There are two costs, a development cost $d and an annual support cost $s for n years after the "warranty" period. Obviously, the company pays $d and recoups it by charging for the product. Who should pay $n·s?

The trouble is that n can be large; the support costs could thus be unbounded.

Can we bound n? Two things are very clear. First, in complex software no one will ever find the last bug. As Fred Brooks noted many years ago, in a complex program patches introduce their own, new bugs. Second, achieving a significant improvement in a product's security generally requires a new architecture and a lot of changed code. It's not a patch, it's a new release. In other words, the most secure current version of Windows XP is better known as Windows 10. You cannot patch your way to security.

Incentives matter, on the vendor side as well as on the user side. Microsoft is not incentivised to do further work on Windows XP, because it has already gathered all the revenue it is ever going to get from that product. From a narrowly financial perspective, Microsoft would prefer that everyone purchase a new license for Windows 10, either standalone or bundled with the purchase of new hardware, and migrate to that platform.

Note that, as Steven Bellovin points out above, this is not just price-gouging; there are legitimate technical reasons to want users to move to the latest version of your product. However, financial incentives do matter, a lot.

This is why if you care about security, you should prefer services that come with a subscription.

If you’re not Paying, you’re the Product

Subscription licensing means that users pay a recurring fee, and in return, vendors provide regular updates, including both new features and fixes such as security patches.

As usual, Ben Thompson has a good primer on the difference between one-off and subscription pricing. His point is that subscriptions are better for both users and vendors because they align incentives correctly.

From a vendor’s perspective, one-off purchases give a hit of revenue up front, but do not really incentivise long-term engagement. It is true that in the professional and enterprise software world, there is also an ongoing maintenance charge, typically on the order of 18-20% per year. However, that is generally accounted for differently from sales revenue, and so does not drive behaviour to nearly the same extent. In this model, individual sales people have to behave like sharks, always in motion, always looking for new customers. Support for existing customers is a much lower priority.

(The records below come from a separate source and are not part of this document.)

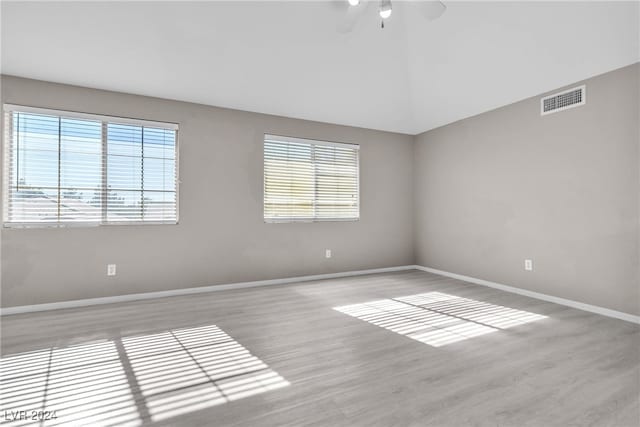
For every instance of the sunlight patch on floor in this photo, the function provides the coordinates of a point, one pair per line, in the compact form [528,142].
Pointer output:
[132,380]
[438,319]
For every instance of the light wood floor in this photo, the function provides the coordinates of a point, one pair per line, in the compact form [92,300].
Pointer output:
[425,350]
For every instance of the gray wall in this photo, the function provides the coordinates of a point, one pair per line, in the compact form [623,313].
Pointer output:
[221,237]
[561,189]
[487,192]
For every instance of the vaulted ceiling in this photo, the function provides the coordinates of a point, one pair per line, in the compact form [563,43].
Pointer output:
[286,58]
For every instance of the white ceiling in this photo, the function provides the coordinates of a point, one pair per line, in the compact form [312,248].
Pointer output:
[287,58]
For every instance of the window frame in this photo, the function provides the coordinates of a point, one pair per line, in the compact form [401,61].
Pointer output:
[105,120]
[298,140]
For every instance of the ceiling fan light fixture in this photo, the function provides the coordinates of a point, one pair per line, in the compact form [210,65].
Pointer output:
[385,9]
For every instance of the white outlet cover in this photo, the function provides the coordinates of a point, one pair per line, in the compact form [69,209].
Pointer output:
[528,265]
[111,269]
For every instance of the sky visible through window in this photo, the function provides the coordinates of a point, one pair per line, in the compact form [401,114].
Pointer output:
[62,157]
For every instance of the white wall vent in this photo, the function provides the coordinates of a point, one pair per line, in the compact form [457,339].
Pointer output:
[563,100]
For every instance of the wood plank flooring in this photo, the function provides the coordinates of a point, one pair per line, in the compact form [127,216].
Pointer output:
[457,354]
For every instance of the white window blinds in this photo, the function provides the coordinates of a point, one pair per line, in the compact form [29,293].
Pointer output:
[306,180]
[65,168]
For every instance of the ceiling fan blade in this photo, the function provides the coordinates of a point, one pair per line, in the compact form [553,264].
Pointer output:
[350,16]
[432,9]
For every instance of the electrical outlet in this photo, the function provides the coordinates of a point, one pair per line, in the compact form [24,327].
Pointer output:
[528,264]
[111,269]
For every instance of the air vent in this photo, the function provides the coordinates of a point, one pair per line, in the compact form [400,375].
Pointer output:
[563,101]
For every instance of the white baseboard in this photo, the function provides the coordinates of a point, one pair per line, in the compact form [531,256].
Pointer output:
[204,289]
[187,291]
[562,301]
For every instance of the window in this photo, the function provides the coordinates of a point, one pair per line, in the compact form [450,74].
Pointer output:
[72,168]
[307,180]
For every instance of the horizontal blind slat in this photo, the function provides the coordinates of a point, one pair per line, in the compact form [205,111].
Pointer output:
[310,180]
[55,170]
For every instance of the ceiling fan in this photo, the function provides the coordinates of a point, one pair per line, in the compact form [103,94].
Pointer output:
[431,9]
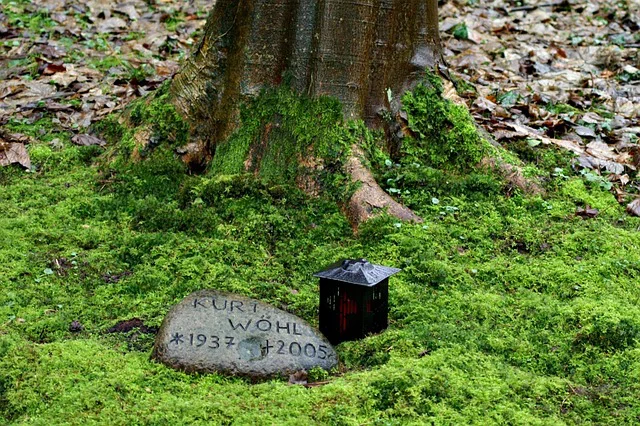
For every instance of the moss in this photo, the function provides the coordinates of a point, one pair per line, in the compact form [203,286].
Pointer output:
[446,135]
[509,309]
[140,158]
[283,136]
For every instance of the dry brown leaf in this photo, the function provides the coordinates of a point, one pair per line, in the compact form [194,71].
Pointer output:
[634,207]
[14,153]
[87,140]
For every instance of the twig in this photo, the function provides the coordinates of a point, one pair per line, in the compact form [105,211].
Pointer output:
[532,7]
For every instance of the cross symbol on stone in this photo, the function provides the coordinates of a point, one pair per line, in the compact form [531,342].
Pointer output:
[177,338]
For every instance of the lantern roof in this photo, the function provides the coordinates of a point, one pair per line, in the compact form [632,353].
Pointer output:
[358,271]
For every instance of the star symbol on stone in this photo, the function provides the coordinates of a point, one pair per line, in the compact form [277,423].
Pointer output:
[177,339]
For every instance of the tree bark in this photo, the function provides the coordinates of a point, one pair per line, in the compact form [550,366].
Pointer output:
[365,53]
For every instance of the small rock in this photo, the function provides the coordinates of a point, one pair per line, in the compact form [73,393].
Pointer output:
[76,327]
[210,331]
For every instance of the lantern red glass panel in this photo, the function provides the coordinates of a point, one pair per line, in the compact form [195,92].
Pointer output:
[354,299]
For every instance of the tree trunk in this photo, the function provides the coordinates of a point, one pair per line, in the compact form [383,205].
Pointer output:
[365,54]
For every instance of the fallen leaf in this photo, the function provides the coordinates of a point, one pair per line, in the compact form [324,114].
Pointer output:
[587,212]
[585,131]
[87,140]
[14,153]
[298,378]
[634,207]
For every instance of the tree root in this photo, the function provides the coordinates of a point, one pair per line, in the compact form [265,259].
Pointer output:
[370,200]
[513,175]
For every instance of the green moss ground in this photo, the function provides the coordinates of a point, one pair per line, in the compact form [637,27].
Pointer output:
[509,309]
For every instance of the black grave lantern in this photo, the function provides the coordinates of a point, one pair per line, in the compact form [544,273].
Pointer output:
[354,299]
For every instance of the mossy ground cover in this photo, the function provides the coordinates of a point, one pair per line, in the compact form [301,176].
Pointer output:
[510,309]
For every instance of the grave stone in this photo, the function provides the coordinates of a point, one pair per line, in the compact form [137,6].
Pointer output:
[211,331]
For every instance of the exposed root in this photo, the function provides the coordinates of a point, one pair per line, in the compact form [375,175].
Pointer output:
[370,200]
[513,175]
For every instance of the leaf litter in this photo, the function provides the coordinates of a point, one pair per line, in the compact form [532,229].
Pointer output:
[564,73]
[78,61]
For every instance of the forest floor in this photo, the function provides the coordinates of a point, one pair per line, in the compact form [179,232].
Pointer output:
[510,308]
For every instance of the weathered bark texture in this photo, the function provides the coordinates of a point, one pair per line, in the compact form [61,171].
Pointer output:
[353,51]
[365,53]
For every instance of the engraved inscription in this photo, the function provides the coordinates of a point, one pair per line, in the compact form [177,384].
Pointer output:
[213,331]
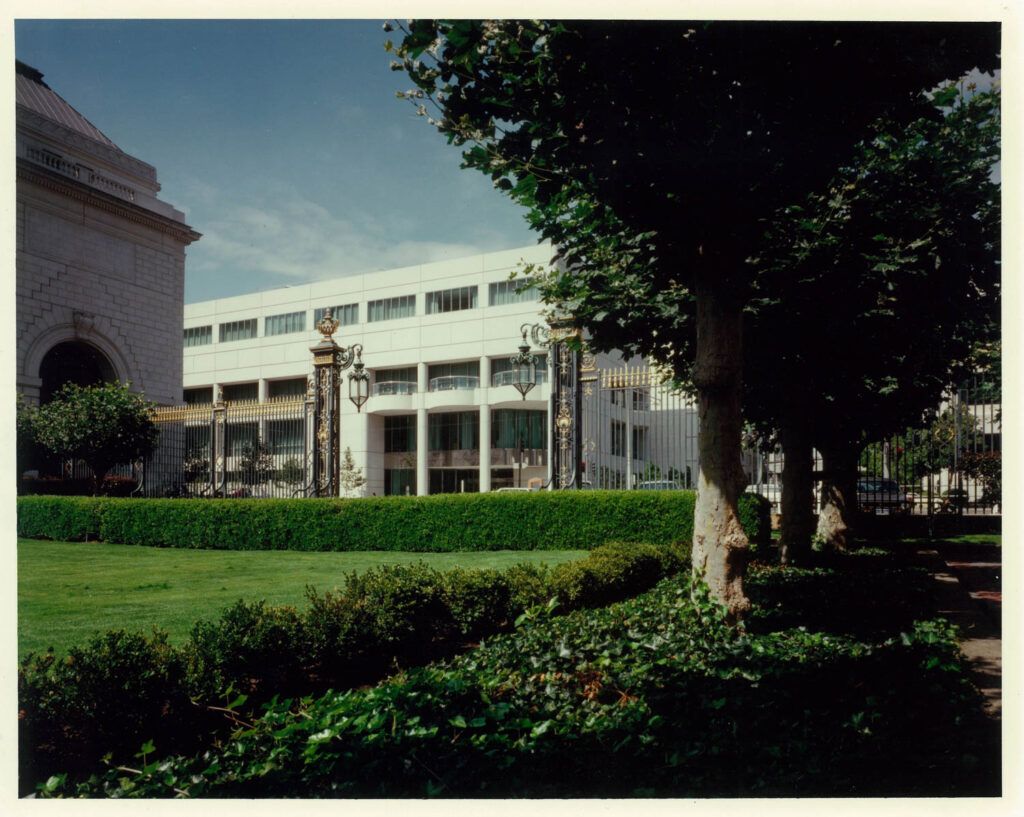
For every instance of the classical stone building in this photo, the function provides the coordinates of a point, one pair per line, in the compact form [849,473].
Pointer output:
[99,258]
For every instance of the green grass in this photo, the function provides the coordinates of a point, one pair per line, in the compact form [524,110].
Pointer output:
[67,592]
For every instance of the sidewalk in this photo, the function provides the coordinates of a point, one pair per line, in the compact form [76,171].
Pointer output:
[970,595]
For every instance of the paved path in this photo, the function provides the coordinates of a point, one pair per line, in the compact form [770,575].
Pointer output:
[970,595]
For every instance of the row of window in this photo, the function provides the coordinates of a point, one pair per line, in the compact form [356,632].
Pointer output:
[461,430]
[500,293]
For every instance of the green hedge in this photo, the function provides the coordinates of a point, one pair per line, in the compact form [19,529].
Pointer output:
[655,696]
[556,520]
[388,617]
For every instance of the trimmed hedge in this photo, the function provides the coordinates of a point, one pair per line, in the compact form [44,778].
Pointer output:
[556,520]
[652,697]
[123,688]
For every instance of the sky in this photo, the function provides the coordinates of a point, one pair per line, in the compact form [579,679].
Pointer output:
[282,141]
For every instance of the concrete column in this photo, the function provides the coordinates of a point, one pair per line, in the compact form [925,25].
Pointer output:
[484,447]
[422,426]
[484,424]
[422,472]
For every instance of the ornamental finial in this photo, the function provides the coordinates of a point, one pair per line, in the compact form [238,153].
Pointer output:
[328,325]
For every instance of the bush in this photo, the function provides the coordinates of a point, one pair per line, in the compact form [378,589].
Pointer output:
[103,697]
[610,573]
[62,518]
[559,520]
[651,697]
[478,601]
[397,614]
[252,648]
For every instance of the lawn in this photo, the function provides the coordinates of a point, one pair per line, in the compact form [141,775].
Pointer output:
[67,592]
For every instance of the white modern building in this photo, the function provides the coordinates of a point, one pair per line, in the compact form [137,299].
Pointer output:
[437,338]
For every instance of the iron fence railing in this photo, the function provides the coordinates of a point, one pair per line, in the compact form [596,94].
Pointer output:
[951,463]
[229,449]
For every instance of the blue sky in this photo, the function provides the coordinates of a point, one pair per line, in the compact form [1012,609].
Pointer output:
[282,141]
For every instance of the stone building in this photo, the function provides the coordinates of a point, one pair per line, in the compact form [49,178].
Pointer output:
[99,257]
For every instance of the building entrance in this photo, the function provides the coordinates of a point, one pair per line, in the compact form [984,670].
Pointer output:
[73,361]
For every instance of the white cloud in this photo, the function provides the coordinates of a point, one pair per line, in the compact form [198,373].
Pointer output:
[284,239]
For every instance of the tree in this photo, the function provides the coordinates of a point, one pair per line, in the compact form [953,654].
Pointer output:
[349,476]
[102,425]
[883,285]
[27,454]
[648,153]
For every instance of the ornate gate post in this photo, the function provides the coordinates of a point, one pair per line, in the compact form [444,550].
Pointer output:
[218,446]
[568,362]
[329,360]
[326,409]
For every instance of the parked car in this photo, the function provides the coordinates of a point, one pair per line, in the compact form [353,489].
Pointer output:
[881,497]
[659,484]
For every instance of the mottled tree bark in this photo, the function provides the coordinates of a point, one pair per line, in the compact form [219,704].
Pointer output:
[839,497]
[798,499]
[720,545]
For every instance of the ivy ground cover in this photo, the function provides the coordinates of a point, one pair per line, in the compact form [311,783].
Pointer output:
[840,686]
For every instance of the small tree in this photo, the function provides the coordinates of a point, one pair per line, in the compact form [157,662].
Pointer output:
[349,476]
[102,425]
[291,472]
[28,453]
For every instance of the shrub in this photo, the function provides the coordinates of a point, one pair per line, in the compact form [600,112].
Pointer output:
[251,647]
[400,607]
[62,518]
[610,573]
[478,601]
[103,697]
[654,696]
[558,520]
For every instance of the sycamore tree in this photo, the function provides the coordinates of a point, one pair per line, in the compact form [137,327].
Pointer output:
[102,425]
[648,153]
[870,298]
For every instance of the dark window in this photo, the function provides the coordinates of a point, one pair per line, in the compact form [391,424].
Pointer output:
[238,330]
[515,291]
[508,426]
[345,315]
[199,336]
[391,308]
[285,325]
[242,392]
[399,433]
[295,387]
[451,300]
[454,431]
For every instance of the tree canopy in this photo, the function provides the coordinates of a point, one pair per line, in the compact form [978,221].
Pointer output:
[650,152]
[102,425]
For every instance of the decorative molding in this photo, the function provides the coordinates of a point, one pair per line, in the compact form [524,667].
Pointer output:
[105,202]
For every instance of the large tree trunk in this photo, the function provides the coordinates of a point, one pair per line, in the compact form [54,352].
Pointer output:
[720,545]
[798,500]
[839,497]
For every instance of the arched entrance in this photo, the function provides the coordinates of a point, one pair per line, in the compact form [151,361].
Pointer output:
[73,361]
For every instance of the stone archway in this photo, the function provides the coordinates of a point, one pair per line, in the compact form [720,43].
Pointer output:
[73,361]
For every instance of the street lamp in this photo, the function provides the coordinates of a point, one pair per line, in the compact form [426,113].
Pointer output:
[358,380]
[523,367]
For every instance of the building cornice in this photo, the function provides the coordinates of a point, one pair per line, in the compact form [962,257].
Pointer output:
[31,121]
[110,204]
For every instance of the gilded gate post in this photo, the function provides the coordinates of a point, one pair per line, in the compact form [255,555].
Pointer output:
[218,455]
[324,479]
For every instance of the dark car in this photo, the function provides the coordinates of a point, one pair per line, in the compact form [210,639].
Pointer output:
[881,497]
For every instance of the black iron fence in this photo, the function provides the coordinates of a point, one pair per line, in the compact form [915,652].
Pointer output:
[230,449]
[950,464]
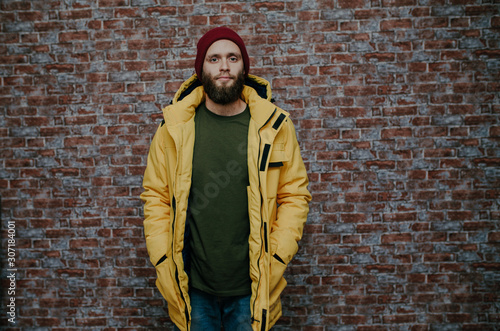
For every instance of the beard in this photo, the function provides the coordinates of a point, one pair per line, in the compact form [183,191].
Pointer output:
[223,95]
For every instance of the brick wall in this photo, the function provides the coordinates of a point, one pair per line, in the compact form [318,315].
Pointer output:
[396,106]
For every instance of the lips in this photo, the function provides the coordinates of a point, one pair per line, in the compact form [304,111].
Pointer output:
[225,78]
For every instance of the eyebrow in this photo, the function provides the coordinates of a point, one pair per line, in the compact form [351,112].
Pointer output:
[227,55]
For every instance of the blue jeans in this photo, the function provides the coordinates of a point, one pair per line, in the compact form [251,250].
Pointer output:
[210,312]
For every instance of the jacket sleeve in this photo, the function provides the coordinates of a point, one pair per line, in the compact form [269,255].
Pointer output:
[292,199]
[157,200]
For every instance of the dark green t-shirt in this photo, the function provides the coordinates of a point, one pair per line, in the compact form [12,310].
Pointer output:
[218,205]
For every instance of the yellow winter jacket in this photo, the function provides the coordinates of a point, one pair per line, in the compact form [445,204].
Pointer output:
[277,199]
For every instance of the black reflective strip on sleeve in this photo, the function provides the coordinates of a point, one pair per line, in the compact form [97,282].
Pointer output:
[275,164]
[280,119]
[265,155]
[163,258]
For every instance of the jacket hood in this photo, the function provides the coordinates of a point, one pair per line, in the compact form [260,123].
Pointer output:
[256,93]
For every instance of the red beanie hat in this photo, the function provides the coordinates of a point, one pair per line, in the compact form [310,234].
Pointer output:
[212,36]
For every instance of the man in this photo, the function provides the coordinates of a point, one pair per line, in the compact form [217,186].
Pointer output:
[225,195]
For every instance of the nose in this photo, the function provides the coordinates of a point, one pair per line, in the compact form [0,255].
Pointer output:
[224,66]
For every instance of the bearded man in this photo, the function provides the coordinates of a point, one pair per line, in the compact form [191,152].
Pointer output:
[225,192]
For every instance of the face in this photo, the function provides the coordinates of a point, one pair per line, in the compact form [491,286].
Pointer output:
[223,74]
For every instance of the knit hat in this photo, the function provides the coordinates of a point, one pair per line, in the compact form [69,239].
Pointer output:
[212,36]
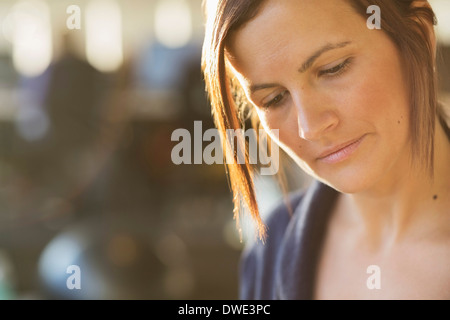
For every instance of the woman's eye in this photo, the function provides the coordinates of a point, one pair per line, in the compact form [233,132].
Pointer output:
[275,101]
[337,70]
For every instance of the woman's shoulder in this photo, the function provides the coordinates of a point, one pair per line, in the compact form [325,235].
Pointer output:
[258,261]
[292,237]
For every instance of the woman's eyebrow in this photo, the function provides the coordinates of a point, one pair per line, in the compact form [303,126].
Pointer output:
[329,46]
[305,66]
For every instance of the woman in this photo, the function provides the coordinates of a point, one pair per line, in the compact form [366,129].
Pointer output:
[357,109]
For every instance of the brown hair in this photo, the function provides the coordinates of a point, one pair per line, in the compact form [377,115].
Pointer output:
[406,22]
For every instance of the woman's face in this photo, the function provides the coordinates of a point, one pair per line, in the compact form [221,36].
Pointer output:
[333,88]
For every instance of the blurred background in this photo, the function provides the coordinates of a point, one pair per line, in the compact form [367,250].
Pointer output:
[90,93]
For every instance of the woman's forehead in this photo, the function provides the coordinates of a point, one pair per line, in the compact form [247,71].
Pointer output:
[283,27]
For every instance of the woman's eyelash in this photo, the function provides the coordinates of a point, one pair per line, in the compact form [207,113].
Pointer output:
[275,101]
[332,72]
[337,70]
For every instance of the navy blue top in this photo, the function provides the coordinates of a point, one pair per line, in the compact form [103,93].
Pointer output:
[284,267]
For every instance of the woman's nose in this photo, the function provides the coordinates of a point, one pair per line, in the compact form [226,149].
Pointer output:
[315,118]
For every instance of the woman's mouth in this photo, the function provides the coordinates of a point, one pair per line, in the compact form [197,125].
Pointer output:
[340,152]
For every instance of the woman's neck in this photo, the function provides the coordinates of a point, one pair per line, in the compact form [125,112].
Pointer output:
[406,202]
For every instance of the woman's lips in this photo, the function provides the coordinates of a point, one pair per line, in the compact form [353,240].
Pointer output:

Vice versa, with a subscription there is a strong incentive for vendors to persuade customers to renew their subscription - including by continuing to provide new features and patches. Subscription renewal rates are scrutinised carefully by management (and investors), as any failure to renew may well be symptomatic of problems.

Users are also incentivised to take advantage of the new features, since they have already paid for them. When upgrades are freely available, they are far more likely to be adopted - compare the adoption rate for new MacOS or iOS versions to the rate for Windows (where upgrades cost money) or Android (where upgrades might not be available, short of purchasing new hardware).

This is why Gartner expects that by 2020, more than 80 percent of software vendors will change their business model from traditional license and maintenance to subscription.

At Work - and at Home, Too

One final point: this is not just an abstract discussion for multi-million-euro enterprise license agreements. The exact same incentives apply at home.

A few years ago, I bought a cordless phone that also communicated with Skype. From the phone handset, I could make or answer either a POTS call, or a Skype voice call. This was great - for a while. Unfortunately the hardware vendor never upgraded the phone’s drivers for a new operating system version, which I had upgraded to for various reasons, including improved security.

For a while I soldiered on, using various hacks to keep my Skype phone working, but when the rechargeable batteries died, I threw the whole thing in the recycling bin and got a new, simpler cordless phone that did not depend on complicated software support.

A cordless phone is simple and inexpensive to replace. Imagine that had been my entire Home of the Future IoT setup, with doorbells, locks, alarms, thermostats, fridges, ovens, and who knows what else. "Sorry, your home is no longer supported."1

With a subscription, there is a reasonable expectation that vendors will continue to provide support for the reasonable lifetime of their products (and if they don’t, there is a contract with the force of law behind it).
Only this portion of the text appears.